How big one's family should be is a highly personal choice that should not be subject to any form of coercion. As it happens, though, many women would choose to have fewer children. According to the Worldwatch Institute, 1 in 5 births results from an unwanted pregnancy. If just those pregnancies were prevented, the birthrate would fall below replacement level.
What keeps women from keeping their families smaller? Most often, poverty; they can't afford contraception. As Weiss' series showed, in many places where free or low-cost birth control is made available, demand far outstrips supply. But political, religious and cultural forces also play a part. In the Philippines, Weiss wrote, pressure from the Roman Catholic Church led to the virtual elimination of birth-control services at public clinics. In some countries, women have so few rights that they are not allowed to decide how many children they will have.
Nations also tend to view population growth within their borders as a force for their own economic well-being; ever-larger numbers of younger people mean enough workers to build up businesses and help support retirees. This view is shortsighted, however; dramatic drops in birthrates have created temporary hardships in some countries but also long-term benefits once that smaller population reaches retirement. Without the necessary resources and an existing economy prepared to absorb large numbers of new workers, nations that promote high birthrates set themselves up for economic distress and political unrest.
Even if it went only to nations that want it, increased family planning aid would make an enormous difference. Yet U.S. funding for such aid has been flat-lined for two decades, and the difference has not been made up by others.
That has to change; such assistance is one of the best ways to reduce and prevent a global litany of suffering.

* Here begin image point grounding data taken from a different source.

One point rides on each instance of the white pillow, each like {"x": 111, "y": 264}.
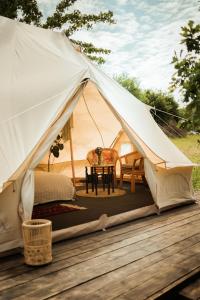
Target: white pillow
{"x": 51, "y": 186}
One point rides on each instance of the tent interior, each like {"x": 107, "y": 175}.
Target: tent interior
{"x": 47, "y": 85}
{"x": 92, "y": 124}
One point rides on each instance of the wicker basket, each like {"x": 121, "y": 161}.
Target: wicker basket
{"x": 37, "y": 242}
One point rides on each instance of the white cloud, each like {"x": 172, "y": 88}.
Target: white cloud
{"x": 144, "y": 38}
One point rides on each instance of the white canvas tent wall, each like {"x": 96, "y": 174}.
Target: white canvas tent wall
{"x": 41, "y": 82}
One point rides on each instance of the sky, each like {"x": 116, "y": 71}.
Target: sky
{"x": 144, "y": 38}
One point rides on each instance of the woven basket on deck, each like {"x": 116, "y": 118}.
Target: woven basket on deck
{"x": 37, "y": 242}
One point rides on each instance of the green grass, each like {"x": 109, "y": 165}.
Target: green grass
{"x": 191, "y": 148}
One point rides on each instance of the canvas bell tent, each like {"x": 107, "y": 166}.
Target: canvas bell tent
{"x": 44, "y": 82}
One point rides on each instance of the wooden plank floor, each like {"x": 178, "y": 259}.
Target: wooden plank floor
{"x": 138, "y": 260}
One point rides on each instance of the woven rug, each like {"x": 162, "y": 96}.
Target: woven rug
{"x": 101, "y": 193}
{"x": 47, "y": 210}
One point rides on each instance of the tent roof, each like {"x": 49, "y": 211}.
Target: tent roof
{"x": 40, "y": 71}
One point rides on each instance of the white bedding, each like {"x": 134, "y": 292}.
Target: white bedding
{"x": 51, "y": 186}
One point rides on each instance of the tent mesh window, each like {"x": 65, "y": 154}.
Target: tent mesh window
{"x": 37, "y": 241}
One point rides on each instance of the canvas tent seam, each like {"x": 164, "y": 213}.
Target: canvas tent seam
{"x": 119, "y": 116}
{"x": 35, "y": 106}
{"x": 103, "y": 144}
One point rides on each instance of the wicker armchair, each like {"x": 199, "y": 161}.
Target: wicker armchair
{"x": 132, "y": 166}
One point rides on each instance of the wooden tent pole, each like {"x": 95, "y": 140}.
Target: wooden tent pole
{"x": 72, "y": 157}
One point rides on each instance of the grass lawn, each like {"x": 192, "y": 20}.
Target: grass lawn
{"x": 191, "y": 148}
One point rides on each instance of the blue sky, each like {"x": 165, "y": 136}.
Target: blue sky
{"x": 143, "y": 39}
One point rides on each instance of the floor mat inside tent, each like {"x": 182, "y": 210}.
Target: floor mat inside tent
{"x": 95, "y": 207}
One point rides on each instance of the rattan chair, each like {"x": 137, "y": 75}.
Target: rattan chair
{"x": 132, "y": 168}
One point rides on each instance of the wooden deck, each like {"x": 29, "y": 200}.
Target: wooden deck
{"x": 138, "y": 260}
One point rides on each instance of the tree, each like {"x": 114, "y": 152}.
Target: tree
{"x": 28, "y": 11}
{"x": 187, "y": 75}
{"x": 157, "y": 99}
{"x": 165, "y": 112}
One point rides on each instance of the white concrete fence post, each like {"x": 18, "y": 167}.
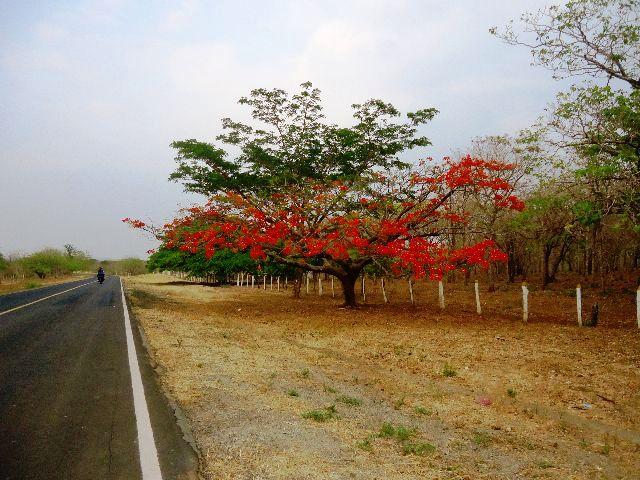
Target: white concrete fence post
{"x": 638, "y": 306}
{"x": 384, "y": 292}
{"x": 525, "y": 302}
{"x": 579, "y": 304}
{"x": 411, "y": 291}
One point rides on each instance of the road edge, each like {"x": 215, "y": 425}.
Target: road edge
{"x": 182, "y": 420}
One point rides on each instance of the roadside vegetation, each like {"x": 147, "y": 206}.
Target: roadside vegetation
{"x": 306, "y": 195}
{"x": 50, "y": 265}
{"x": 283, "y": 388}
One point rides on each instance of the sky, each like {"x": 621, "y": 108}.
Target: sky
{"x": 92, "y": 93}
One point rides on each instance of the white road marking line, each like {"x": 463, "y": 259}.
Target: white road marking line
{"x": 146, "y": 444}
{"x": 44, "y": 298}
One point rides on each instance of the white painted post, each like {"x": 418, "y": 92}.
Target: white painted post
{"x": 638, "y": 306}
{"x": 579, "y": 303}
{"x": 411, "y": 291}
{"x": 384, "y": 292}
{"x": 525, "y": 302}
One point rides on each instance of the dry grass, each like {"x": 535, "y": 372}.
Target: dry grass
{"x": 31, "y": 283}
{"x": 537, "y": 400}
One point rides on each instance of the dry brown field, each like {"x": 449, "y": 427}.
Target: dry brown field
{"x": 282, "y": 388}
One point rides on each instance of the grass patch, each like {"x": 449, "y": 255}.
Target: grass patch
{"x": 365, "y": 445}
{"x": 399, "y": 432}
{"x": 448, "y": 371}
{"x": 323, "y": 415}
{"x": 482, "y": 439}
{"x": 418, "y": 448}
{"x": 399, "y": 403}
{"x": 422, "y": 410}
{"x": 354, "y": 402}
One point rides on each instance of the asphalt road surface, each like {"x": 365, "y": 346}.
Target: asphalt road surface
{"x": 68, "y": 379}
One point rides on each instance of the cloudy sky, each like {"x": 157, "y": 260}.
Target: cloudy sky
{"x": 93, "y": 92}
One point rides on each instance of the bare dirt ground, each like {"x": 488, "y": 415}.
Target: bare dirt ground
{"x": 277, "y": 388}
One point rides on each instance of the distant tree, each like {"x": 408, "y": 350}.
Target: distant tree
{"x": 71, "y": 250}
{"x": 594, "y": 126}
{"x": 601, "y": 123}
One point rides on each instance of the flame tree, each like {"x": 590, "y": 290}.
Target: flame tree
{"x": 330, "y": 199}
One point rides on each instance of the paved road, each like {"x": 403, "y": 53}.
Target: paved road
{"x": 66, "y": 397}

Of almost equal value is aid for girls' education in nations where families cannot afford it; repeated studies have found that girls who receive even a minimal amount of basic schooling choose to have smaller families.
Because of the political sensitivities around birth control, abortion and family choice, too few world leaders have been willing to openly address what is clearly one of the most important factors affecting hunger, international economics, agriculture, energy and the environment. It's a topic we have minimized at our peril.